Bijschildklieren

De bijschildklieren zijn stukjes weefsel ter grootte van een kleine erwt, die bij mensen aan de schildklier vastzitten of in het weefsel ervan zijn ingebed. Er zijn gewoonlijk vier bijschildklieren (twee aan de bovenkant en twee aan de onderkant van de schildklier), maar het kunnen er ook minder of meer zijn.

Hoewel deze klieren zich dichtbij of in de schildklier bevinden, hebben ze een volledig onafhankelijke functie en een andere histologische structuur. Hun cellen vormen een compacte massa, die helemaal niet lijkt op de holle bolvormige blaasjes gevormd door de cellen van de schildklier. De bijschildklieren ontstaan, net als de schildklier, tijdens de embryogenese uit uitgroeisels van de keelholte, en zijn in hun oorsprong de overblijfselen van de kieuwzakjes van vissen.

Bijschildklierhormoon is essentieel voor het leven omdat het de concentratie van calcium en fosfor in het bloed en de weefsels reguleert. Na verwijdering van de bijschildklieren bij een dier treden spiertrekkingen, spasmen en convulsies op als reactie op prikkels die bij een normaal dier geen enkele reactie veroorzaken of slechts zwakke spiersamentrekkingen veroorzaken. Deze aandoening, tetanie genoemd, wordt veroorzaakt door een verhoogde prikkelbaarheid van spieren en zenuwen als gevolg van lage calciumwaarden in het bloed en de weefselvloeistoffen.

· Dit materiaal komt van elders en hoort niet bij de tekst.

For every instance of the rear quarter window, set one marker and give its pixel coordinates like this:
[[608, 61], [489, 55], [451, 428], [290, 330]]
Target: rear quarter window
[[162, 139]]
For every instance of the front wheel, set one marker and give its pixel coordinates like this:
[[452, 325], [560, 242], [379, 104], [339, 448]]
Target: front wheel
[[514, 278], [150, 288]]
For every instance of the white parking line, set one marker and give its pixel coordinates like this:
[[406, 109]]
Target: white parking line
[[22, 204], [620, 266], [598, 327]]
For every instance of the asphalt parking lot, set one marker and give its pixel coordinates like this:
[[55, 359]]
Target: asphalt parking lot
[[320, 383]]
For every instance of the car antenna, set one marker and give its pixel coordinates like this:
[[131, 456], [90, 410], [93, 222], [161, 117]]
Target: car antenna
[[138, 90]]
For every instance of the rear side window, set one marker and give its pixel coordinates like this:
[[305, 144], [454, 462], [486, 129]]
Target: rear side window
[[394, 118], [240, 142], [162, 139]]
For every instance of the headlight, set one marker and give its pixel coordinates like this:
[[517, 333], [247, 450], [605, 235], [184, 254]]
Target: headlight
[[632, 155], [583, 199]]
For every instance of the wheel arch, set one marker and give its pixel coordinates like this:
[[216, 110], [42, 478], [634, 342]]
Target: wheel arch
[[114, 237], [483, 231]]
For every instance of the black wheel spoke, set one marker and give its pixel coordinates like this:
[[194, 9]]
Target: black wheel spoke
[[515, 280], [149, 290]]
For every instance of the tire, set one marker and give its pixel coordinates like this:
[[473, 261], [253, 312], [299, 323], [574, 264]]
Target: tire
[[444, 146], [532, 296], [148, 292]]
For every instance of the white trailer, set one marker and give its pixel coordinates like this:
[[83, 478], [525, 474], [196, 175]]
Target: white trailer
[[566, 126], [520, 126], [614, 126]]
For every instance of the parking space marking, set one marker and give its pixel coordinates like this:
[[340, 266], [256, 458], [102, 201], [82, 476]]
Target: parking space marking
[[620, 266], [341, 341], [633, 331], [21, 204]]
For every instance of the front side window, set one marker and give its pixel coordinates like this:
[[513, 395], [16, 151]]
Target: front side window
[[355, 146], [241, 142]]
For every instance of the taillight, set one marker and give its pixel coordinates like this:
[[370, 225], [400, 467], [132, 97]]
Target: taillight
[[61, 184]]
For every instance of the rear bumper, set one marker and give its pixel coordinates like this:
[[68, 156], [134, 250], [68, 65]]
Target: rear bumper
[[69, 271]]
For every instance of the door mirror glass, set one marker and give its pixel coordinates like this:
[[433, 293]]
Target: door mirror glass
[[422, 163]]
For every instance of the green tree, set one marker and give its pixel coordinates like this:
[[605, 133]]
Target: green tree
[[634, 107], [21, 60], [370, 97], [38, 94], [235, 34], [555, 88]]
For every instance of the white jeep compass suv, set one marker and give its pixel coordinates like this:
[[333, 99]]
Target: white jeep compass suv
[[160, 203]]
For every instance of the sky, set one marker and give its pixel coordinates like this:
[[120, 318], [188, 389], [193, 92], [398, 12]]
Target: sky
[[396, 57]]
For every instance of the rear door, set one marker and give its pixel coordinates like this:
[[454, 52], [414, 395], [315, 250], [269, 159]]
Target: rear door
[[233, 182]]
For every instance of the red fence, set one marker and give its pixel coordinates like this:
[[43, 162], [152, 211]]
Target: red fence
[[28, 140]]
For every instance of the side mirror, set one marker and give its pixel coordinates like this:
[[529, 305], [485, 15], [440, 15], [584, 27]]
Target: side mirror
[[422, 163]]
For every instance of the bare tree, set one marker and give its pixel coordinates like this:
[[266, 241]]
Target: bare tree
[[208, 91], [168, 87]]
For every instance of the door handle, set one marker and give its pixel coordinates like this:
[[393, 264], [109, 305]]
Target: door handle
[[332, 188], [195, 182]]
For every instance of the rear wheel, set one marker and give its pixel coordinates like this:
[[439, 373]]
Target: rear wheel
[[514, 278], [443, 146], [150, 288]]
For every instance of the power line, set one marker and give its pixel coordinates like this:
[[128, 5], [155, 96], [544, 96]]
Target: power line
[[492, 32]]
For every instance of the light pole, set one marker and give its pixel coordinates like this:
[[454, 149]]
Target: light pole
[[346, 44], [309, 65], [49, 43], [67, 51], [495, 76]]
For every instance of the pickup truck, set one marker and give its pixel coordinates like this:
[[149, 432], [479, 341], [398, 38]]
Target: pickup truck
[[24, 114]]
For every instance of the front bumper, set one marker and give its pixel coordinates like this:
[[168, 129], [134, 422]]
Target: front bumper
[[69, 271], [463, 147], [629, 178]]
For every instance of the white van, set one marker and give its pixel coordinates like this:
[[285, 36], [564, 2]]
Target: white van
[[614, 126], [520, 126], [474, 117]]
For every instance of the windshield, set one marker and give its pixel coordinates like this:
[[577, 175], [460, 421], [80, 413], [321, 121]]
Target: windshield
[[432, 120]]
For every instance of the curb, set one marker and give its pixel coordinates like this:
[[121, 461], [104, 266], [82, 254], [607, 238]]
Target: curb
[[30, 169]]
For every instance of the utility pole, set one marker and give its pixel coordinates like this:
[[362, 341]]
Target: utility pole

De calciumconcentratie in het bloed van een dier waarvan de bijschildklieren zijn verwijderd, daalt tot ongeveer de helft van de normale waarde. Als tijdens tetanische convulsies een oplossing van calciumzout in de ader van een dier wordt geïnjecteerd, stoppen de convulsies onmiddellijk; verdere aanvallen kunnen worden voorkomen door herhaalde injecties of het voeren van calcium. De hoeveelheid fosfor in het bloed neemt toe naarmate de calciumconcentratie afneemt en neemt af bij de injectie van parathyroïdhormoon.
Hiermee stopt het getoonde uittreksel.